Our input is a list of coordinates in 3D space, each marking a location of a junction box
162,817,812
57,618,57
906,360,560
592,479,940
352,342,300
To model this, I ended up with a JunctionBox:
from dataclasses import dataclass
@dataclass
class JunctionBox:
x: int
y: int
z: int
circuit: set[JunctionBox]
def distance(self, other: JunctionBox) -> JunctionBox:
"""Calculate Euclidian distance between two boxes"""
return sqrt((self.x - other.x)**2 + (self.y - other.y) ** 2 + (self.z - other.z) ** 2)
def connect(self, other: JunctionBox):
"""Connect two JunctionBoxes in a way where
every connection between nodes is shared."""
# Create a new circuit of self, other and all boxes connected to either
circuit = self.circuit | {other} | other.circuit | {self}
# Update circuit information to all
for box in circuit:
box.circuit = circuit
def __gt__(self, other: JunctionBox) -> bool:
return len(self) > len(other)
def __lt__(self, other: JunctionBox) -> bool:
return len(self) < len(other)
def __hash__(self):
return self.x * 1001 + self.y * 2002 + self.z * 3003
def __str__(self):
return f'({self.x}, {self.y}, {self.z}): {len(self.circuit)}'
def __len__(self):
return len(self.circuit)Each box knows its own position in the field and what other boxes it is connected to.
There’s a bunch of special methods (ones that start and end with double underscore), also known as “magic methods”:
__gt__ and __lt__ are for “greater than” and “less than” and they make a list of JunctionBoxes sortable. __hash__ allows us to store them in a set or use as dict keys. __str__ makes it easier to debug as we’re not printing out the entire circuit every time.
And __len__ is used later to compare circuit sizes. Whether the circuit data should be modeled in this JunctionBox is debatable. In a perfect world, I probably wouldn’t but today’s puzzle was hard and I couldn’t figure out a good way to maintain circuits in other ways so we’re going with this.
To map our input into these objects, we have a mapper function:
def mapper(line: str) -> JunctionBox:
x, y, z = [int(coord) for coord in line.split(',')]
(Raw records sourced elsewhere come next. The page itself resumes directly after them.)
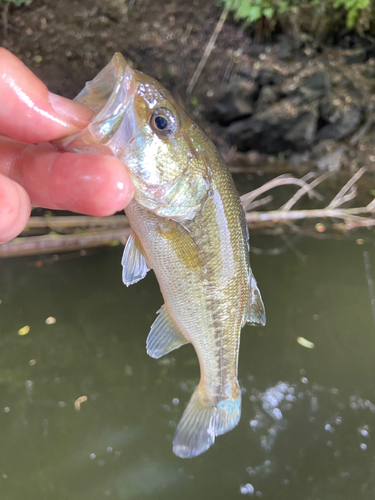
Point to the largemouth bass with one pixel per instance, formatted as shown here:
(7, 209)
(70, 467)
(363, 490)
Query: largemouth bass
(188, 225)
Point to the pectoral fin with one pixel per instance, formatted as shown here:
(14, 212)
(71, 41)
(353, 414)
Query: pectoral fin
(134, 265)
(255, 312)
(164, 335)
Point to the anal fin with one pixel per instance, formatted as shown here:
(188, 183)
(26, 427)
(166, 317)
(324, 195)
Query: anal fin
(255, 311)
(134, 265)
(164, 335)
(202, 421)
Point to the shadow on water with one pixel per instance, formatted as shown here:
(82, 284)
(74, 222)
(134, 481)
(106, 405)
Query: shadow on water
(308, 414)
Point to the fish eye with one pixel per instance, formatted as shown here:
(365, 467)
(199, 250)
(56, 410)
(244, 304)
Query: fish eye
(163, 122)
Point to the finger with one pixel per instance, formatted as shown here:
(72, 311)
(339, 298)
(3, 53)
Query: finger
(28, 111)
(89, 184)
(15, 209)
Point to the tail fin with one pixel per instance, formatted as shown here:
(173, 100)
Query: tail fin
(202, 421)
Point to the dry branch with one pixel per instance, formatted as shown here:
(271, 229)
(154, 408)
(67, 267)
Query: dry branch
(55, 243)
(208, 49)
(89, 232)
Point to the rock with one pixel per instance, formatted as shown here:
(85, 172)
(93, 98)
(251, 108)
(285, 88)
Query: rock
(338, 120)
(319, 83)
(287, 125)
(267, 96)
(332, 161)
(269, 76)
(235, 103)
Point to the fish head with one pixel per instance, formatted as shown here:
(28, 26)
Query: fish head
(138, 121)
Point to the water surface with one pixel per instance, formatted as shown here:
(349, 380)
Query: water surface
(308, 419)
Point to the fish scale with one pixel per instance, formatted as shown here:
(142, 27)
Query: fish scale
(189, 226)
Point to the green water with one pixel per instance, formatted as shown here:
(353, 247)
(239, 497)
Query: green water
(308, 418)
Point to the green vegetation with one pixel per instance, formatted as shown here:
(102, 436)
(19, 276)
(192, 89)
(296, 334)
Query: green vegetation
(252, 11)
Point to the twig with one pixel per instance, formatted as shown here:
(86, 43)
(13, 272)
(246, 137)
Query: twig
(209, 48)
(282, 180)
(304, 190)
(52, 243)
(115, 221)
(338, 199)
(350, 215)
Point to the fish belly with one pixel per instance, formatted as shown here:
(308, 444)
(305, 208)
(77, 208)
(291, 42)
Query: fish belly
(205, 295)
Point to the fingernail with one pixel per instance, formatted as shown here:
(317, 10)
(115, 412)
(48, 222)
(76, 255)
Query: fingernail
(70, 111)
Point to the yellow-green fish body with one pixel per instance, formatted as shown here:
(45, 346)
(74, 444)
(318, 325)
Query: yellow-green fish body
(188, 225)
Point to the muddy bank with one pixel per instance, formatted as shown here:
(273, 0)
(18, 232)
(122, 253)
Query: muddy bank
(302, 103)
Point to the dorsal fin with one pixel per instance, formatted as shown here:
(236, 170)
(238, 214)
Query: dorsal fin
(134, 265)
(164, 335)
(255, 311)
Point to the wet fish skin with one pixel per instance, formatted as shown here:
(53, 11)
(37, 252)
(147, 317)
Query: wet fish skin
(189, 226)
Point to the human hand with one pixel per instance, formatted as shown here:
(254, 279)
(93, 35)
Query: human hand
(41, 175)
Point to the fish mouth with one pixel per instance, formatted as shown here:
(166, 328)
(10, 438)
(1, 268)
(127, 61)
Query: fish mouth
(111, 96)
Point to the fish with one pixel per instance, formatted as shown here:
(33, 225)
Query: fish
(189, 226)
return JunctionBox(x=x, y=y, z=z, circuit=set())Part 1
In the first part, we need to connect junction boxes so that we start with the two that are closest to each other and then move on until we’ve connected 1000 boxes. Finally, we need to find three largest circuits and multiply their sizes to get the result.
from itertools import combinations
@dataclass
class JunctionBoxPair:
one: JunctionBox
other: JunctionBox
def __gt__(self, other: JunctionBoxPair) -> bool:
return self.one.distance(self.other) > other.one.distance(other.other)
def __lt__(self, other: JunctionBoxPair) -> bool:
return self.one.distance(self.other) < other.one.distance(other.other)
def part_1() -> int:
boxes = read_input(8, mapper)
MAX_CONNECTIONS = 1000
all_pairs = sorted([JunctionBoxPair(a, b) for a, b in combinations(boxes, 2)])
to_connect = all_pairs[:MAX_CONNECTIONS]
for pair in to_connect:
pair.one.connect(pair.other)We start by creating the 1000 connections.
To do so, we use itertools.combinations to create all possible pairings and then sort them by their distance. I modeled a pair of boxes as a JunctionBoxPair so I could make them sortable by distance.
We then loop the first 1000 of these pairs in order of closest to furthest and connect them.
biggest_circuits = sorted(boxes, reverse=True)
prod = 1
circuits_seen = []
unique_circuits_counted = 0
for box in biggest_circuits:
if box.circuit in circuits_seen:
continue
circuits_seen.append(box.circuit)
prod *= len(box)
unique_circuits_counted += 1
if unique_circuits_counted == 3:
break
return prodThen, I sort the junction boxes based on the size of the circuit they belong to. As I mentioned earlier, this is not a great modeling because there’s no good reason to say that a size of a junction box is the size of its circuit.
I then go through these circuits and since one circuit has multiple boxes, we need to make sure we don’t calculate them twice. The weird modeling makes this unnecessarily complicated to follow.
Once we’ve found three unique circuits, we multiple their sizes together for the result.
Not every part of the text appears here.